AMERİKA’DAN, SEVGİLERLE
Tıpkı bizim gibi, yönetmenler de 9/11 sonrası hızla değişen dünyada yol yordam
arıyorlar; bazen anaakım medyanın dışında kalan tartışmalı konuları merkez alan
belgesellerle, bazen bu düzenin gölgesinde geçen kurmacalarla. Ünlü yönetmen Wim
Wenders son filmi Bolluk Ülkesi’nde doğrudan Amerika’daki varoluş endişeleri ve
yabancılaşmayla yüzleşiyor. Fransız yönetmen William Karel’in Bush’a Göre Dünya’sı
kurmaca olmasını isteyeceğiniz bir belgesel. Silver City’de tanınmış bağımsız yönetmen
John Sayles şaşaalı bir kadroyu toplayarak politikanın sapkın dünyasına bakıyor. Bol
ödüllü Kumanda Odası ise Irak savaşına hiç tahmin etmeyeceğiniz bir yerden, Arap TV
kanalı El Cezire’nin içinden bakan, sürükleyici bir belgesel.
GÖKKUŞAĞI FİLMLERİ
!f Gökkuşağı filmleri yine formda. Yine festivallerde ödülleri toplamış filmler ve
yine hayatı yaşamanın farklı yollarına işaret ediyorlar.
NÖBETÇİ SİNEMA
İçinizdeki kurt adam için seçilmiş filmler. Heyecanınıza heyecan katacak, adrenalin
salgılatacak, kült olmuş veya olmaya aday filmlerin kuşağı.
OLDUĞUMUZ GİBİ
Bazen bir filmle karşılaşırsınız ve bulunduğunuz yeri, insanlarını ve onların
dünyalarını çok iyi anlattığına inanırsınız. ‘Can Baz’ı ve ‘Daima İleri’

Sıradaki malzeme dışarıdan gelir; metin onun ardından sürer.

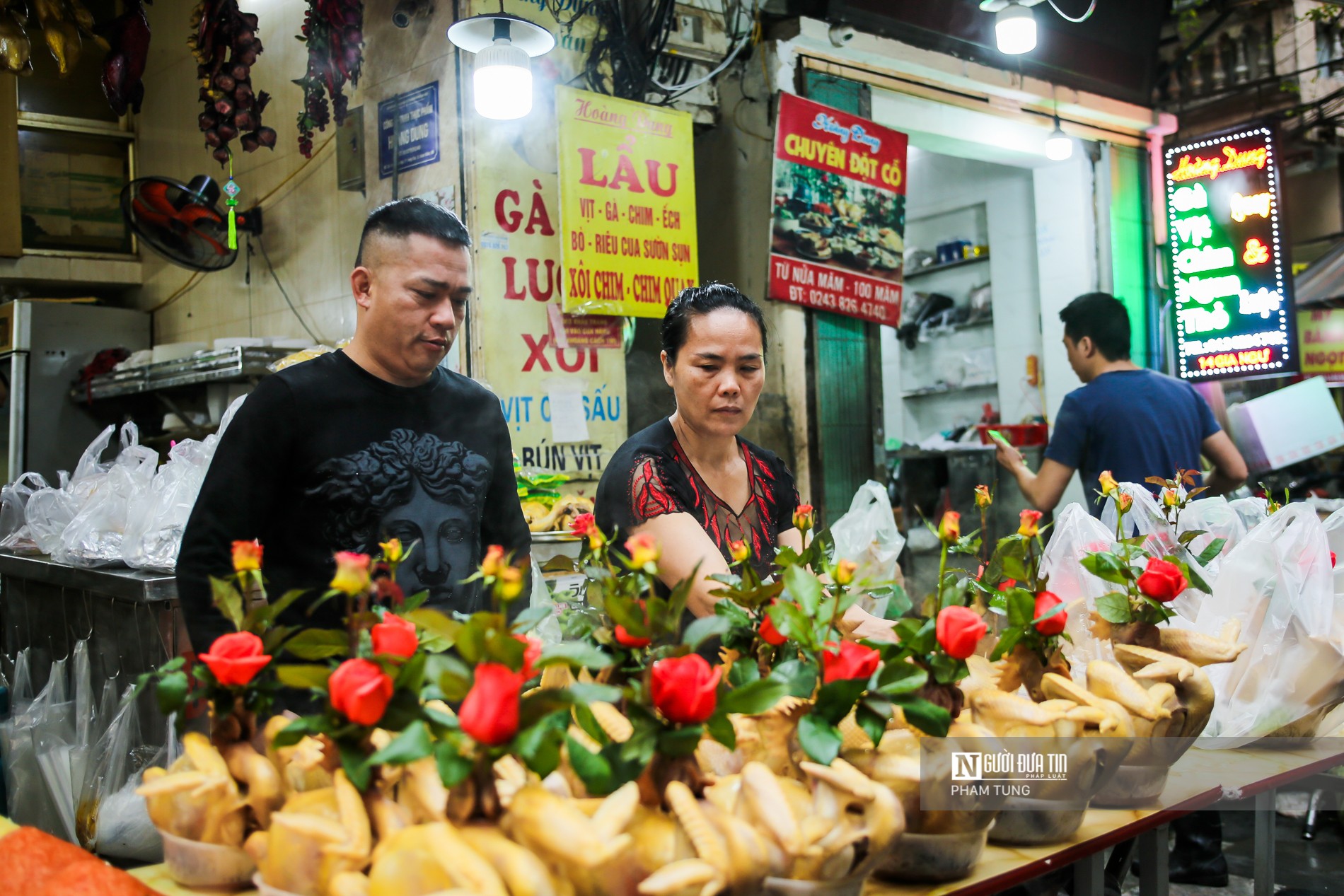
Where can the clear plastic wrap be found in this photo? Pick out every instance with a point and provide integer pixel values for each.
(95, 534)
(1074, 536)
(1278, 585)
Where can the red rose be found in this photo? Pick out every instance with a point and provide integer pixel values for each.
(489, 712)
(361, 691)
(394, 636)
(1161, 581)
(628, 640)
(236, 658)
(531, 655)
(958, 630)
(683, 688)
(1045, 603)
(769, 633)
(848, 660)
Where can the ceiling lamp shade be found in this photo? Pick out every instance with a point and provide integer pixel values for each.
(1015, 28)
(504, 45)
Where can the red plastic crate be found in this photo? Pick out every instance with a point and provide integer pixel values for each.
(1018, 434)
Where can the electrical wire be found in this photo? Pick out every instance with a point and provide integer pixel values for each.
(285, 293)
(1091, 8)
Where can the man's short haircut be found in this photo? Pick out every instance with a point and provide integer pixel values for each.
(405, 216)
(1102, 318)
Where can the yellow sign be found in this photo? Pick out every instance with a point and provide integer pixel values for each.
(628, 240)
(515, 214)
(1321, 339)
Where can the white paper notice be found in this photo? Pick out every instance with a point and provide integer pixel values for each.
(567, 421)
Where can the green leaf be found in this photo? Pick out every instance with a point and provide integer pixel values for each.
(804, 588)
(531, 618)
(745, 670)
(721, 730)
(819, 739)
(303, 677)
(1106, 567)
(574, 653)
(927, 718)
(593, 769)
(799, 676)
(319, 644)
(453, 767)
(1115, 607)
(406, 747)
(706, 628)
(836, 699)
(173, 692)
(1209, 554)
(434, 622)
(873, 723)
(900, 677)
(754, 697)
(228, 601)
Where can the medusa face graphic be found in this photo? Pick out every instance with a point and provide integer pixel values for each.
(422, 491)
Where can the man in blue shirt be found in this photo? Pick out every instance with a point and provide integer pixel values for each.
(1127, 419)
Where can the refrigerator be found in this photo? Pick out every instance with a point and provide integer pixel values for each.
(43, 346)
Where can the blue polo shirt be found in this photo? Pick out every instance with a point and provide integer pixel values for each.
(1135, 424)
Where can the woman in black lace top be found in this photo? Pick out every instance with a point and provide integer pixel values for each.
(690, 480)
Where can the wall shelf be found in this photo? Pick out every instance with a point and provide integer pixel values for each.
(934, 269)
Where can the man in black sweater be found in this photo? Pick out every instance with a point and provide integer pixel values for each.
(366, 443)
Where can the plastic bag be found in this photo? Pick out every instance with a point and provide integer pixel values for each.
(95, 534)
(156, 518)
(52, 509)
(1075, 535)
(1277, 582)
(867, 536)
(15, 534)
(113, 821)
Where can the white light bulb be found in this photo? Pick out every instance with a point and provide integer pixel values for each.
(1060, 146)
(503, 82)
(1015, 28)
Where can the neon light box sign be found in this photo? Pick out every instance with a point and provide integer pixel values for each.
(1234, 306)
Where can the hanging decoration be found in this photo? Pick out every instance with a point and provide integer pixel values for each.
(62, 25)
(335, 38)
(226, 47)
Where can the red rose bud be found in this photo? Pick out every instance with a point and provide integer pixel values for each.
(643, 549)
(683, 688)
(1030, 523)
(848, 660)
(958, 630)
(531, 655)
(769, 633)
(361, 691)
(236, 658)
(394, 637)
(246, 555)
(351, 573)
(630, 641)
(489, 712)
(1054, 625)
(949, 528)
(1161, 581)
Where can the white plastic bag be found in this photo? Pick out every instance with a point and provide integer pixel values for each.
(867, 536)
(158, 516)
(15, 534)
(94, 535)
(1277, 582)
(1075, 535)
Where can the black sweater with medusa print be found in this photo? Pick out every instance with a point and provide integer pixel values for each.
(327, 457)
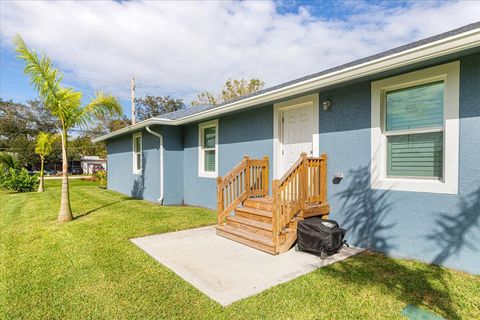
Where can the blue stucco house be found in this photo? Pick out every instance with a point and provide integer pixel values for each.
(401, 130)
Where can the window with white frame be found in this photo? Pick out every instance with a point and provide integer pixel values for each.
(415, 131)
(208, 149)
(137, 153)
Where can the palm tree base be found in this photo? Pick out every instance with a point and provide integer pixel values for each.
(64, 217)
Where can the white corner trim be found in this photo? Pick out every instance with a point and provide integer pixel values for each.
(134, 159)
(278, 109)
(450, 74)
(201, 172)
(160, 137)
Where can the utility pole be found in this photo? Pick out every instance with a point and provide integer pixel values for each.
(132, 89)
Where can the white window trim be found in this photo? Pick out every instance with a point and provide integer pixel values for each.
(201, 160)
(450, 74)
(134, 158)
(278, 110)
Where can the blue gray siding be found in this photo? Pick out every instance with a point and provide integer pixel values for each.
(246, 133)
(147, 185)
(120, 167)
(438, 228)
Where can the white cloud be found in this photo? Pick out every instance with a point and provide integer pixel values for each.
(181, 48)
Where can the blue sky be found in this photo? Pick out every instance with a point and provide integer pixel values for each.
(180, 49)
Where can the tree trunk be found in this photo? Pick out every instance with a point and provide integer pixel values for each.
(40, 185)
(65, 213)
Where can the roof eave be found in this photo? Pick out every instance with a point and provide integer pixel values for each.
(442, 47)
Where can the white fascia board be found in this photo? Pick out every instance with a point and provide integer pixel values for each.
(442, 47)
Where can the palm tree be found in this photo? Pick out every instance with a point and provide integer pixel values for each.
(65, 104)
(43, 148)
(8, 160)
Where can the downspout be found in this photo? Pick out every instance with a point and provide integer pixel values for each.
(160, 200)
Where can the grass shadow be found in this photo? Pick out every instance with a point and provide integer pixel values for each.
(420, 285)
(84, 214)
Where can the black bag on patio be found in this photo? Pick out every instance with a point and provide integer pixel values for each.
(319, 236)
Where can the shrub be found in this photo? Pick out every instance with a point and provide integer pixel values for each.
(18, 180)
(101, 177)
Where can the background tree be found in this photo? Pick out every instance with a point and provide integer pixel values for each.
(43, 148)
(233, 89)
(20, 123)
(65, 106)
(8, 161)
(153, 106)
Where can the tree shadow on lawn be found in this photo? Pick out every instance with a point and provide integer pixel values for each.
(365, 212)
(420, 285)
(86, 213)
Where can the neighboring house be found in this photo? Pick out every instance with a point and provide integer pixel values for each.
(91, 164)
(403, 127)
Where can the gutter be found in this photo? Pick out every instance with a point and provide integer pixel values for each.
(160, 200)
(445, 46)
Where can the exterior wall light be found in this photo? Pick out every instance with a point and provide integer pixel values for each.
(327, 105)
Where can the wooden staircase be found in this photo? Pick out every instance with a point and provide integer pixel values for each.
(249, 215)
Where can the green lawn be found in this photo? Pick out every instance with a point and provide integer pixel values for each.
(88, 268)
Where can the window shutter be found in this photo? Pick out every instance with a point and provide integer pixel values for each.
(209, 160)
(416, 155)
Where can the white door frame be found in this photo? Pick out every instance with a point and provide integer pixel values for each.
(278, 110)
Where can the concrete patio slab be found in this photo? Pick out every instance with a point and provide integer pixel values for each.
(225, 270)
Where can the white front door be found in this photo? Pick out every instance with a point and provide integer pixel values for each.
(298, 128)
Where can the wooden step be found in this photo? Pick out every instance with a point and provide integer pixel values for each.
(254, 214)
(250, 239)
(316, 210)
(253, 226)
(264, 203)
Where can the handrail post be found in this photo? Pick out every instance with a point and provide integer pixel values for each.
(275, 211)
(247, 173)
(265, 175)
(220, 206)
(323, 178)
(304, 182)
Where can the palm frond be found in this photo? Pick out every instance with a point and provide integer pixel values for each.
(43, 76)
(102, 105)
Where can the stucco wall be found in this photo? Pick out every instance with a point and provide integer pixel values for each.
(438, 228)
(120, 167)
(246, 133)
(147, 185)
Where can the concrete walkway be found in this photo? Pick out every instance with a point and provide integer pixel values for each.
(225, 270)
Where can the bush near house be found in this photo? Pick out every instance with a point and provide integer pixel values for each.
(17, 180)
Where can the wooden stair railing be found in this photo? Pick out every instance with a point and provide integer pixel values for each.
(269, 223)
(247, 179)
(301, 187)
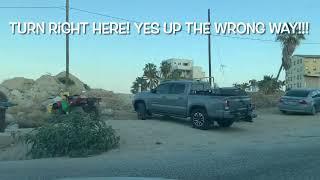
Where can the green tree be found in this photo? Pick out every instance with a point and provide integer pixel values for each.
(165, 70)
(269, 85)
(176, 74)
(151, 74)
(242, 86)
(289, 42)
(135, 85)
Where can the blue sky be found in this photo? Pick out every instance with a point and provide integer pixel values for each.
(113, 62)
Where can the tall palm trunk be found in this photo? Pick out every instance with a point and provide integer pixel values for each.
(280, 69)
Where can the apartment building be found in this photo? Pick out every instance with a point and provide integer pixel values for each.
(187, 68)
(304, 72)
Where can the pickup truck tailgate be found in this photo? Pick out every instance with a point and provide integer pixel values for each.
(239, 103)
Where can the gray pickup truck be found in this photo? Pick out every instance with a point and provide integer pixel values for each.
(195, 99)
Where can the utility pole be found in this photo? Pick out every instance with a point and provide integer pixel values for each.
(67, 43)
(209, 50)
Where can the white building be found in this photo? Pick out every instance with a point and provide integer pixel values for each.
(189, 71)
(197, 72)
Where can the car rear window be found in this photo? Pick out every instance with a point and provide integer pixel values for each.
(231, 92)
(297, 93)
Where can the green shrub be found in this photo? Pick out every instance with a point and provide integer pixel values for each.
(74, 135)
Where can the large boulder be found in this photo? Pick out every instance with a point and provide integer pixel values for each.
(45, 87)
(18, 83)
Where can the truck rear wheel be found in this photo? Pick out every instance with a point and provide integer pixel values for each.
(141, 111)
(200, 120)
(225, 122)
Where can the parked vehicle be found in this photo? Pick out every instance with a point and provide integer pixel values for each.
(195, 99)
(300, 100)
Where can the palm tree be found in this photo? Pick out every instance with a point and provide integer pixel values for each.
(289, 43)
(176, 74)
(269, 85)
(165, 70)
(253, 84)
(151, 74)
(140, 81)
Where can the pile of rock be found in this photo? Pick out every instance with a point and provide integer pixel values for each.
(33, 96)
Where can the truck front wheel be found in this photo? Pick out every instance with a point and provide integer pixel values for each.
(141, 111)
(200, 120)
(225, 122)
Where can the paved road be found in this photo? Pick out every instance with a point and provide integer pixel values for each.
(274, 147)
(299, 160)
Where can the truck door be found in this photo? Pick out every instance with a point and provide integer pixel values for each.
(158, 102)
(177, 99)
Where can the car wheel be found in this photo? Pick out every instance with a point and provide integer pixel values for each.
(284, 112)
(200, 120)
(225, 122)
(141, 111)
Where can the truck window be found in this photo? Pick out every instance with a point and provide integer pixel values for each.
(200, 87)
(163, 88)
(178, 89)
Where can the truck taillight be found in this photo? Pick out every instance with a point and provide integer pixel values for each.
(303, 102)
(226, 105)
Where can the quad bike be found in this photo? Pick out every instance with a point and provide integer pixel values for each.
(87, 104)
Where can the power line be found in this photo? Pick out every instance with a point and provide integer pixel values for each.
(217, 35)
(31, 7)
(104, 15)
(130, 20)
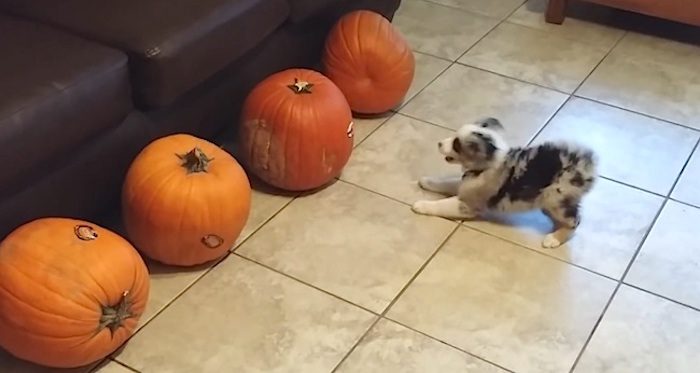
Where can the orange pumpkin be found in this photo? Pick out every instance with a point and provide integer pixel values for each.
(71, 292)
(185, 201)
(369, 61)
(296, 131)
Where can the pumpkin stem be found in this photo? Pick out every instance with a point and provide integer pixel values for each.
(195, 161)
(300, 86)
(113, 316)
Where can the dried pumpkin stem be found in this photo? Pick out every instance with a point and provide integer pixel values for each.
(195, 161)
(113, 316)
(300, 87)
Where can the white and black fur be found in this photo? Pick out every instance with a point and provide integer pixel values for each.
(552, 177)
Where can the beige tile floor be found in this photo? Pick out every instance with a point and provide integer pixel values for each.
(349, 280)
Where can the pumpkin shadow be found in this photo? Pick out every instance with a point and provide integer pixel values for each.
(386, 114)
(166, 270)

seyredildiğinde de aynı şey hissediliyor. Aynı yerlerde yaşayan, ama çok başka
tellerden çalan gençlerin hikayelerini ve hayattan beklediklerini arkadaşlarının
gözünden anlatıyor bu iki film. Oldukları gibi...
Kısa Filmler
!f bu yıl da başarılı bulduğu Türk yönetmenlerin kısa filmlerine festival boyunca
gösterim olanağı sağlayacak. Gösterilecek filmler, festival komitesince yapılacak ön
elemeden sonra, Tan Tolga Demirci, Derya Alabora, Ümit Ünal, Serra Ciliv ve Yeşim
Tabak’tan oluşan bir jüri tarafından seçilecek.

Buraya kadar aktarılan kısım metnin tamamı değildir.